Il forno Comunale di “fondo Villa”

Il forno di “fondo Villa” fu in funzione fino alla metà del XX secolo ed è sempre stato il fulcro della vita quotidiana di una comunità e oggetto di lotta tra la popolazione ed i Signori del Castello.
Le prime notizie di un forno sono del 1463 ed era sito difronte alla Chiesa Parrocchiale di San Giorgio. Però la popolazione lozzolese, stanca della odiata tassa del “fornatico”, decise di costruire un secondo forno nel 1717, andando contro i Signori del Castello che fecero di tutto per condannare la comunità e ripristinare i loro diritti e privilegi.
1734 i Conti del Castello dovettero rassegnarsi alla volontà popolare e gli cedettero definitivamente il forno.
Una volta che il forno fu ceduto alla comunità, il Comune doveva affidarlo a qualcuno per la gestione, il “furnè”. Per fare ciò, a quei tempi, si procedeva all’incanto del servizio al maggior offerente.
Un soldato chiamava a raccolta la popolazione nella Piazza con un rullo di tamburo.

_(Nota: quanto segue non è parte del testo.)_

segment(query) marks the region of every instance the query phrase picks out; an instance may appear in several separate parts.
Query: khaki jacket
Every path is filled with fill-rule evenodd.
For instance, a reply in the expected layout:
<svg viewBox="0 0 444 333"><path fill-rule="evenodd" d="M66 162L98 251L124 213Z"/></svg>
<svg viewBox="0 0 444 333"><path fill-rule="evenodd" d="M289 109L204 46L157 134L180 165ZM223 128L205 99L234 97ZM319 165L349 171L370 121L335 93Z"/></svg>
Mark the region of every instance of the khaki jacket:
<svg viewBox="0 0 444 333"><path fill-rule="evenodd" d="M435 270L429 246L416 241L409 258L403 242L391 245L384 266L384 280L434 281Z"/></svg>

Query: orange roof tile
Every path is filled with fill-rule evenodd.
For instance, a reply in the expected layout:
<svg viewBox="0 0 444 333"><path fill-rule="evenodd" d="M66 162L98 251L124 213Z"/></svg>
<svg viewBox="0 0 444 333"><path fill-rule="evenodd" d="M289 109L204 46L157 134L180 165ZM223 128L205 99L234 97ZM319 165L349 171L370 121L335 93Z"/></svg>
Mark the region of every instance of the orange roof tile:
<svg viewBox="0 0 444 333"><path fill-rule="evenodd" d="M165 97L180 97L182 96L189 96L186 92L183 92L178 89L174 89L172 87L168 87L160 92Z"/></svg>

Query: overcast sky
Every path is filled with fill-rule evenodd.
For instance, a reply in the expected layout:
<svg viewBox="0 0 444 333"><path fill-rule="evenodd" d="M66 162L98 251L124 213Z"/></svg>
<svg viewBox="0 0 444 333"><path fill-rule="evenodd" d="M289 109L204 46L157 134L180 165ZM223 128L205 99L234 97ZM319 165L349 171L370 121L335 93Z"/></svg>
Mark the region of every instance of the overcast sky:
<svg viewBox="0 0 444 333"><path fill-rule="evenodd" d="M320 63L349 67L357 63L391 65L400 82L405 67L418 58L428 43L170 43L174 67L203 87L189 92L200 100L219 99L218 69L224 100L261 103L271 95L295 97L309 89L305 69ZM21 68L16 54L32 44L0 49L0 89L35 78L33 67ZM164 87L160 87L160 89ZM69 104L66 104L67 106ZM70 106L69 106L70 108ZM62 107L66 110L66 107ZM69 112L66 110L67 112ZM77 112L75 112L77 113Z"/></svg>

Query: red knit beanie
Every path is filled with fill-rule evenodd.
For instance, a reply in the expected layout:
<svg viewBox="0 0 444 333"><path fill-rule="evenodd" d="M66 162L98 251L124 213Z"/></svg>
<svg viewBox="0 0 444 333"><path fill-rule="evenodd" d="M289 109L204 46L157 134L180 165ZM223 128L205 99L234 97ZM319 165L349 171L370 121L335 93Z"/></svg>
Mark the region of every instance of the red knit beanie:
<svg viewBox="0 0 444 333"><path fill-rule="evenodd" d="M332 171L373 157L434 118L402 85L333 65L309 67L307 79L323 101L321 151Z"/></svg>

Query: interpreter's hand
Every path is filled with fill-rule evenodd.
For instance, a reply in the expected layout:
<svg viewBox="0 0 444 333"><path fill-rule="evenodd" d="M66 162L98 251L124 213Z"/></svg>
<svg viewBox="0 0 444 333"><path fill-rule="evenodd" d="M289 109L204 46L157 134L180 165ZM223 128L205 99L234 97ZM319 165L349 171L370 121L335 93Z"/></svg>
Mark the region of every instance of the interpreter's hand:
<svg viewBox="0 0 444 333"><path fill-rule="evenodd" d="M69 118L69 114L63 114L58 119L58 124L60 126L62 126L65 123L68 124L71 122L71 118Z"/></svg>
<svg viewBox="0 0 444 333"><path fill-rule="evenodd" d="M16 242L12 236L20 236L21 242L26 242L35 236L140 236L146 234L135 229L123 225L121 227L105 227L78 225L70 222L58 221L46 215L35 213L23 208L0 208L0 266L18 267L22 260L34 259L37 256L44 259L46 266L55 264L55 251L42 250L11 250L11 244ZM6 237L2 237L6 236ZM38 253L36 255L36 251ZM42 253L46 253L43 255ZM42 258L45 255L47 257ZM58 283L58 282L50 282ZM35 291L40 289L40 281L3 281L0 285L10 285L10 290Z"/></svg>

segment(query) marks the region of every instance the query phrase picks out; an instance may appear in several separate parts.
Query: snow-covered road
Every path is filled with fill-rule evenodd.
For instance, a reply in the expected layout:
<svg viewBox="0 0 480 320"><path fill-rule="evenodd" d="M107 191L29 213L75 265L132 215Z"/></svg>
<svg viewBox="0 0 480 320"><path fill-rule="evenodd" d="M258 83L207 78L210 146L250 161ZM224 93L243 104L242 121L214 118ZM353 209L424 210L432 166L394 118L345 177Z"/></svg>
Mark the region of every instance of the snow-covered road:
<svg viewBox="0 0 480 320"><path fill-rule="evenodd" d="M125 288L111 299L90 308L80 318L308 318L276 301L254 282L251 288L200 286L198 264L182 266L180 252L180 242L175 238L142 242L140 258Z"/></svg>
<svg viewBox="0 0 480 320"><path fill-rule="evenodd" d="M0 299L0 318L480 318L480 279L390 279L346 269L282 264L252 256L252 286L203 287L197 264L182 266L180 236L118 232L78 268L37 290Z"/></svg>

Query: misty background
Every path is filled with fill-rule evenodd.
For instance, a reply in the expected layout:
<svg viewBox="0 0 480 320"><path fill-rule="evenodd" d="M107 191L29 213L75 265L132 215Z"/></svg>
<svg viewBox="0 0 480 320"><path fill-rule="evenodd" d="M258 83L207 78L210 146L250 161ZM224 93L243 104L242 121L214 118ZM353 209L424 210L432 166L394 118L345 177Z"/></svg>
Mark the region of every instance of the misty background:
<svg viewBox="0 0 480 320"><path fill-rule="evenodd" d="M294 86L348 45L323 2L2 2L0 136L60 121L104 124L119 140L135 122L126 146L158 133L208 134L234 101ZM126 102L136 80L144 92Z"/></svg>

Dopodiché il podestà assistito da testimoni e da un notaio chiedeva chi volesse fare un’offerta la quale doveva essere superiore a quelle precedenti. Avrebbe vinto chi avesse fatto l’offerta più alta quando una candela appositamente accesa all’inizio si sarebbe consumata.
Nel forno di cuoceva “ il micun ‘d pan metà” (il pan metà). La massaia di casa, alla sera, preparava un impasto in casa sul piano di un apposito mobile di legno detto, “arca pastoira” o “madia”, mescolando farina di mais “di meliga” e segale con acqua salata e per la lievitazione, aggiungeva una piccola quantità di pasta detta “chesent”. Questo proveniva da un’altra famiglia che lo aveva conservato dal suo precedente impasto, quindi un po’ del nuovo impasto veniva a sua volta conservato e concesso ad un’ulteriore famiglia e così via.
Amalgamato l’impasto lo riponeva, coperto da un telo, all’interno della madia stessa per farlo lievitare.
Il mattino seguente il “furnè”, che gestiva il forno comune, si recava a ritirare l’impasto per portarlo alla cottura. Questo veniva posto su un vaglio o “val” coperto con un asciugamano di tela e posto sulla gerla (scivro) per il trasporto. Il “furnè” frazionava quindi l’impasto secondo la pezzatura richiesta e lo infornava nel forno preriscaldato a legna per la cottura. I pani detti “micun” erano grossi e tondi con un diametro di circa 20 centimetri, mentre gli altri di 6-8 cm, piccoli e più corti erano detti “brusaro” o “brusaroi”.
Era anche d’uso preparare un particolare pane mescolando uva passita all’impasto. Era una golosità per la merenda dei bambini o un dolce per alcune occasioni.